Finally, based on your steepest decent implementation from task 5, implement the Conjugate Gradient algorithm in a Python function $\text{CG(A, b, eps)}$ in the following way:

Initialize your procedure with:

\begin{align*} \mathbf{x}^{(0)} &= \mathbf{0} \\ \mathbf{r}^{(0)} &= \mathbf{b} - A \mathbf{x}^{(0)} \\ \mathbf{v}^{(0)} &= \mathbf{r}^{(0)} \end{align*}

Then increase $k$ and repeat the following until $|| \mathbf{x}^{(k)} - \mathbf{x}^{(k-1)}||_\infty < \varepsilon$.

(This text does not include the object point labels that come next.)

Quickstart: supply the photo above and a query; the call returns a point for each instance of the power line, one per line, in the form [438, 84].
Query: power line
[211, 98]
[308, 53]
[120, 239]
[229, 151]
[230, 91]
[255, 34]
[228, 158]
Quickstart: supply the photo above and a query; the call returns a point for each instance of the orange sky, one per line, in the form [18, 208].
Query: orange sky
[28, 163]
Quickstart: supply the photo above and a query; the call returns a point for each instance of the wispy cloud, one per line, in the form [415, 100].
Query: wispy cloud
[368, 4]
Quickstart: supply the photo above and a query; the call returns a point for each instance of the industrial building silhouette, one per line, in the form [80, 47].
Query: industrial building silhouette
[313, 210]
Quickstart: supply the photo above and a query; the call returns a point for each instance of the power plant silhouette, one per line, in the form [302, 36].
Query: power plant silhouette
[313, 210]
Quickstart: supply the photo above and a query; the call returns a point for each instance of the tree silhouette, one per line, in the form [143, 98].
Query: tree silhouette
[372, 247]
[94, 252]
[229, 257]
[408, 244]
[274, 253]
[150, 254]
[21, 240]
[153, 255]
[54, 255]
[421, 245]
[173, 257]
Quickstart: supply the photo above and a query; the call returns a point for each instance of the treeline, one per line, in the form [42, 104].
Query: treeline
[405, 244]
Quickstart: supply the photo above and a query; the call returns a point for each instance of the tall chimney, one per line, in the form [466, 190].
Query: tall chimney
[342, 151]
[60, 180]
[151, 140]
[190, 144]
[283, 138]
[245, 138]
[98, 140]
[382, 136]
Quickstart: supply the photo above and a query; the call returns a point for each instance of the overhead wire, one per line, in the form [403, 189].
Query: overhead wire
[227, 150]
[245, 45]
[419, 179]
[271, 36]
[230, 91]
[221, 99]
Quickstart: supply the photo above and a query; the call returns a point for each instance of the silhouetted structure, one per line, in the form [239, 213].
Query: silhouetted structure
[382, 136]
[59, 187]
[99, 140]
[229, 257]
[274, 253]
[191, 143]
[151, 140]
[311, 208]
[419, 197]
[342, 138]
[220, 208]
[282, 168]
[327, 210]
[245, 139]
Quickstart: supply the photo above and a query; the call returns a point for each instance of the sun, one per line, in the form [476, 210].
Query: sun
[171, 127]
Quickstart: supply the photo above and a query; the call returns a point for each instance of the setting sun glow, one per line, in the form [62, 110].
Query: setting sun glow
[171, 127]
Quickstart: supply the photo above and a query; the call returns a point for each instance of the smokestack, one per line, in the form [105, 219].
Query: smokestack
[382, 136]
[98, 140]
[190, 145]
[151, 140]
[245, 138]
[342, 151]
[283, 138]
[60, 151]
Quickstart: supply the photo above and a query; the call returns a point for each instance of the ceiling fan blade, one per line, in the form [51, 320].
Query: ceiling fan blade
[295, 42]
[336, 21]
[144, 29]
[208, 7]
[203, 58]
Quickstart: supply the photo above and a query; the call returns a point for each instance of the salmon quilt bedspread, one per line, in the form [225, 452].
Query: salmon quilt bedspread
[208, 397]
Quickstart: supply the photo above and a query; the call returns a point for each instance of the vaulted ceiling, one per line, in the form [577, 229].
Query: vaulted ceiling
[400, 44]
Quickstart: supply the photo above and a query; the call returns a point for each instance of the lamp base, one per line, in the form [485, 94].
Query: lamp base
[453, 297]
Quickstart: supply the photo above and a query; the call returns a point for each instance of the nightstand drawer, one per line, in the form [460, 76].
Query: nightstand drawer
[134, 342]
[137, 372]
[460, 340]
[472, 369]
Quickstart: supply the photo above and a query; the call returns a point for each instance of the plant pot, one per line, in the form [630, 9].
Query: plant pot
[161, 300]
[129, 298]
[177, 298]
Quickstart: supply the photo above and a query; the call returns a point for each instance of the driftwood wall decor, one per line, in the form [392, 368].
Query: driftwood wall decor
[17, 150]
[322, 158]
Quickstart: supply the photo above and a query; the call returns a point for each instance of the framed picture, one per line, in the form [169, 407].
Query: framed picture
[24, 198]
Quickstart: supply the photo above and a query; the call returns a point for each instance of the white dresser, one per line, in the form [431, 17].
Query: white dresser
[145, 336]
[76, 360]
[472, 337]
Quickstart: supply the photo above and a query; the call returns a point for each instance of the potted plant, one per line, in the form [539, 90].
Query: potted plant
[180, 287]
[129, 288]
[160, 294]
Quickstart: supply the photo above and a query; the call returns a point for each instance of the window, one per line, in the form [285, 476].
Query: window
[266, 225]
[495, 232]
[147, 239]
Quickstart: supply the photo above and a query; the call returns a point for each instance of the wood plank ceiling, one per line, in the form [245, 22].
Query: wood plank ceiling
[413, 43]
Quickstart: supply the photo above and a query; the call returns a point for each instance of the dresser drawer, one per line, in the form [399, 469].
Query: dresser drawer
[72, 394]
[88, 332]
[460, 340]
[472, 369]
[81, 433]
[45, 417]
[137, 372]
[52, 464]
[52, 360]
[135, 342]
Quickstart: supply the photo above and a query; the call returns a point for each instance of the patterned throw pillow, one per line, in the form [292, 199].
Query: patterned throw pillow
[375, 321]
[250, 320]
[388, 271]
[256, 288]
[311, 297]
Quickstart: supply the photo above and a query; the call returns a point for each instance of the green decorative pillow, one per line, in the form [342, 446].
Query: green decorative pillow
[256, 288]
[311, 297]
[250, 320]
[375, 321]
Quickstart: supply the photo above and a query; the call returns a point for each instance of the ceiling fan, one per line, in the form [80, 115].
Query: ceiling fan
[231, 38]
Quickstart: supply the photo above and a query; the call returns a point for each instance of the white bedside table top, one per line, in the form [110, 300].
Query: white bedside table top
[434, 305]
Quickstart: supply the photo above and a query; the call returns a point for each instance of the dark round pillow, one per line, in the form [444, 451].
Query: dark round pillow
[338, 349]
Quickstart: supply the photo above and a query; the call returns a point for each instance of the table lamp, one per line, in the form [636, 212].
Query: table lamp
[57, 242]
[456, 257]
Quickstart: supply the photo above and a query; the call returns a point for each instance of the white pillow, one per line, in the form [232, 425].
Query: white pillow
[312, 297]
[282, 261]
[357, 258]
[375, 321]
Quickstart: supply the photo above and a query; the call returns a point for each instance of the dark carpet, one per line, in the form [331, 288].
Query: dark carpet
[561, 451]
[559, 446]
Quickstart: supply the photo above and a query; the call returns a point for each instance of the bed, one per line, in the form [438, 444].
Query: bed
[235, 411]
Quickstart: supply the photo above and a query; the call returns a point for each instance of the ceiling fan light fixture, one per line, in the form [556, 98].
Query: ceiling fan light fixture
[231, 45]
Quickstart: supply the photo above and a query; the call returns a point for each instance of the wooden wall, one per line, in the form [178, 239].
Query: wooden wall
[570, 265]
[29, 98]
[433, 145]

\begin{align*} t_k &= \frac{ \langle \mathbf{r}^{(k)}, \mathbf{r}^{(k)} \rangle }{ \langle \mathbf{v}^{(k)}, A \mathbf{v}^{(k)} \rangle } \\ \mathbf{x}^{(k+1)} &= \mathbf{x}^{(k)} + t_k \mathbf{v}^{(k)} \\ \mathbf{r}^{(k+1)} &= \mathbf{r}^{(k)} - t_k A \mathbf{v}^{(k)} \\ s_k &= \frac{ \langle \mathbf{r}^{(k+1)}, \mathbf{r}^{(k+1)} \rangle }{ \langle \mathbf{r}^{(k)}, \mathbf{r}^{(k)} \rangle } \\ \mathbf{v}^{(k+1)} &= \mathbf{r}^{(k+1)} + s_k \mathbf{v}^{(k)} \end{align*}

Return the solution vector $\mathbf{x}^{(k)}$ from the last iteration step and the corresponding iteration index $k$. Implement a unit test for your implementation by comparing your result to the exact solution of the system in task 4. Use $\text{numpy.dot()}$ for all needed vector/vector and matrix/vector products.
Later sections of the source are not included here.